JDK-8193641 is related to this issue.

There is even more observable weirdness. If we wanted to calculate the sum of the first 1000 natural numbers, these two snippets should have the same performance. Requesting what should be a redundant sort doubles the throughput.

    @Benchmark 
    public long headSum() {
        return IntStream.range(0, size).limit(1000).sum();
    }

    @Benchmark
    public long sortedHeadSum() {
        return IntStream.range(0, size).sorted().limit(1000).sum();
    }
Benchmark Mode Threads Samples Score Score Error (99.9%) Unit Param: size
headSum thrpt 1 10 0.209763 0.002478 ops/us 262144
sortedHeadSum thrpt 1 10 0.584227 0.006004 ops/us 262144

In fact, you would have a hard time finding a relationship between Spliterator characteristics and performance, but you can see cases of characteristics driving optimisations if you look hard enough, such as in IntStream.count, where the SIZED characteristic is used.

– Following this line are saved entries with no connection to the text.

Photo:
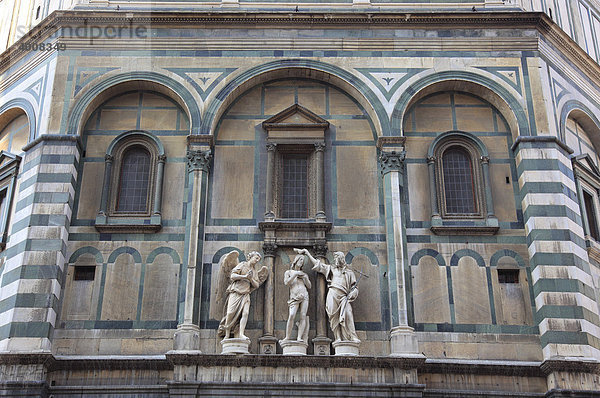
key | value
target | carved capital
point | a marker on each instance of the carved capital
(391, 161)
(271, 146)
(269, 249)
(199, 160)
(320, 250)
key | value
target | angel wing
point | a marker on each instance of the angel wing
(226, 264)
(261, 276)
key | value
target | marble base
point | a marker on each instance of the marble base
(187, 338)
(403, 342)
(347, 348)
(293, 347)
(235, 346)
(267, 345)
(322, 345)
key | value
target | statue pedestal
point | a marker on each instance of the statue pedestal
(347, 348)
(293, 347)
(321, 345)
(267, 345)
(235, 346)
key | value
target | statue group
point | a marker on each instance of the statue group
(238, 279)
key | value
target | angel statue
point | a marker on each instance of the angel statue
(342, 291)
(236, 282)
(299, 284)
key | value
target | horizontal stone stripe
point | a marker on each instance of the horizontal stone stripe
(548, 147)
(29, 300)
(555, 234)
(544, 199)
(65, 178)
(156, 324)
(32, 272)
(104, 237)
(546, 176)
(561, 272)
(567, 312)
(566, 299)
(562, 337)
(41, 220)
(569, 325)
(548, 188)
(563, 285)
(551, 211)
(36, 245)
(552, 223)
(532, 154)
(44, 197)
(559, 246)
(51, 159)
(546, 165)
(26, 329)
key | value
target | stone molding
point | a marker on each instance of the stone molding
(54, 137)
(318, 361)
(550, 139)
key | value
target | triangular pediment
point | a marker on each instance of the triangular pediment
(297, 117)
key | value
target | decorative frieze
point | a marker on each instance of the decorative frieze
(199, 160)
(391, 161)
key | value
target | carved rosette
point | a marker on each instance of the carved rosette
(199, 160)
(269, 249)
(391, 161)
(320, 250)
(319, 146)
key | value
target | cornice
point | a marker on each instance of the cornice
(215, 18)
(284, 19)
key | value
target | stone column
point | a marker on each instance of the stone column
(269, 213)
(319, 149)
(560, 268)
(403, 340)
(435, 212)
(160, 172)
(268, 343)
(45, 194)
(187, 336)
(102, 213)
(321, 343)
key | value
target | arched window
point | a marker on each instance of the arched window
(132, 189)
(461, 197)
(459, 185)
(134, 183)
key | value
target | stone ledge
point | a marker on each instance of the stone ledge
(505, 368)
(319, 361)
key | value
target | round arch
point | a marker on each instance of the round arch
(584, 116)
(91, 98)
(297, 68)
(476, 141)
(486, 88)
(11, 109)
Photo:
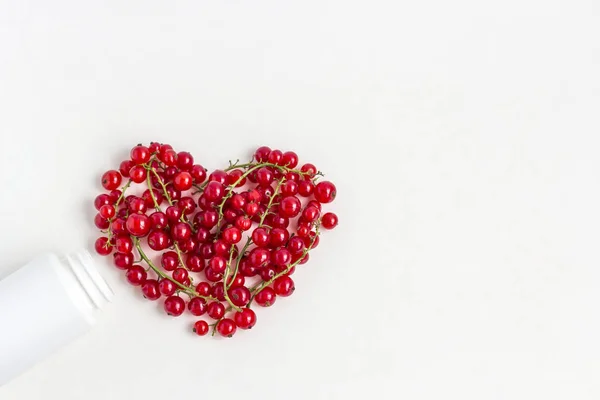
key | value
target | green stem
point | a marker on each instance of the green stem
(186, 289)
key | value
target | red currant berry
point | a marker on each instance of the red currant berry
(185, 160)
(289, 188)
(138, 224)
(243, 223)
(174, 306)
(103, 246)
(279, 237)
(187, 205)
(158, 220)
(284, 286)
(102, 200)
(215, 310)
(150, 289)
(218, 264)
(247, 269)
(295, 245)
(281, 257)
(259, 257)
(289, 207)
(310, 214)
(232, 235)
(212, 275)
(218, 176)
(183, 181)
(234, 178)
(329, 220)
(167, 287)
(181, 232)
(123, 260)
(158, 240)
(251, 209)
(124, 244)
(168, 157)
(111, 180)
(198, 173)
(290, 159)
(260, 237)
(226, 327)
(197, 306)
(276, 157)
(264, 176)
(305, 188)
(136, 275)
(262, 154)
(325, 192)
(266, 297)
(169, 260)
(245, 319)
(239, 295)
(200, 328)
(140, 154)
(100, 222)
(137, 174)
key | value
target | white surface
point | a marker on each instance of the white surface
(463, 139)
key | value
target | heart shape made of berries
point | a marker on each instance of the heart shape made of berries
(215, 243)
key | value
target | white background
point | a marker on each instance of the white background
(463, 139)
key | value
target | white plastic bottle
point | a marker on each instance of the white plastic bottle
(45, 305)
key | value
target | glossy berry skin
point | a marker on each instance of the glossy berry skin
(181, 231)
(158, 220)
(198, 173)
(183, 181)
(174, 306)
(215, 310)
(169, 260)
(259, 257)
(137, 174)
(226, 327)
(232, 235)
(138, 224)
(290, 207)
(329, 221)
(262, 154)
(310, 214)
(239, 295)
(214, 191)
(102, 246)
(166, 287)
(203, 289)
(281, 257)
(100, 222)
(185, 160)
(279, 237)
(136, 275)
(266, 297)
(289, 159)
(245, 319)
(158, 240)
(283, 286)
(180, 275)
(261, 237)
(264, 176)
(111, 179)
(140, 155)
(102, 200)
(150, 289)
(325, 192)
(197, 306)
(201, 328)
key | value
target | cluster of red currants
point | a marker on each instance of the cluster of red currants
(223, 240)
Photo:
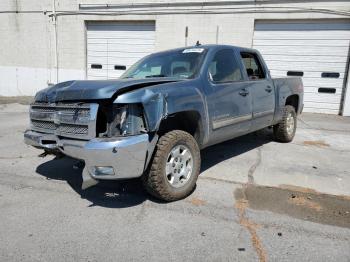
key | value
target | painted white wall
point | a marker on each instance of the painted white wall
(26, 52)
(26, 81)
(346, 108)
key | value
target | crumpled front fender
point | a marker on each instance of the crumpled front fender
(154, 104)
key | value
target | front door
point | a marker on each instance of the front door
(262, 89)
(230, 100)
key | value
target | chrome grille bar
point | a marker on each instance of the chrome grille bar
(75, 120)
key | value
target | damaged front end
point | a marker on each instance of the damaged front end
(124, 134)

    // see java.util.stream.ReduceOps.makeIntCounting
    @Override
    public <P_IN> Long evaluateSequential(PipelineHelper<Integer> helper, Spliterator<P_IN> spliterator) {
        if (StreamOpFlag.SIZED.isKnown(helper.getStreamAndOpFlags()))
            return spliterator.getExactSizeIfKnown();
        return super.evaluateSequential(helper, spliterator);
    }

This is a measurably worthwhile optimisation, when benchmarked against the unsized spliterator created by IntStream.iterate:

    @Benchmark
    public long countIterator() {
        return IntStream.iterate(0, i -> i < size, i -> i + 1).count();
    }

    @Benchmark
    public long countRange() {
        return IntStream.range(0, size).count();
    }
Benchmark Mode Threads Samples Score Score Error (99.9%) Unit Param: size
countIterator thrpt 1 10 0.001198 0.001629 ops/us 262144
countRange thrpt 1 10 43.166065 4.628715 ops/us 262144

What about limit, that’s supposed to be useful for speeding up streams by limiting the amount of work done? Unfortunately not. It actually makes things potentially much worse. In SliceOps.flags, we see it will actually disable SIZED operations:

    //see java.util.stream.SliceOps
    private static int flags(long limit) {
        return StreamOpFlag.NOT_SIZED | ((limit != -1) ? StreamOpFlag.IS_SHORT_CIRCUIT : 0);
    }

This has a significant effect on performance, as can be seen in the following benchmark:

    @Benchmark
    public long countRange() {
        return IntStream.range(0, size).count();
    }

    @Benchmark
    public long countHalfRange() {
        return IntStream.range(0, size).limit(size / 2).count();
    }
Benchmark Mode Threads Samples Score Score Error (99.9%) Unit Param: size
countHalfRange thrpt 1 10 0.003632 0.003363 ops/us 262144
countRange thrpt 1 10 44.859998 6.191411 ops/us 262144

This is captured in JDK-8265029 and fixed by 3427

It’s almost as if there were grand plans involving characteristic based optimisation, and perhaps time ran out (IntStream.distinct has a very apologetic comment) or others were better on paper than in reality. In any case, it looks like they aren’t as influential as you might expect. Given that the relationship between the characteristics which exist and performance is flaky at best, it’s unlikely that a new one would get implemented, but I think the characteristic CONTIGUOUS is missing.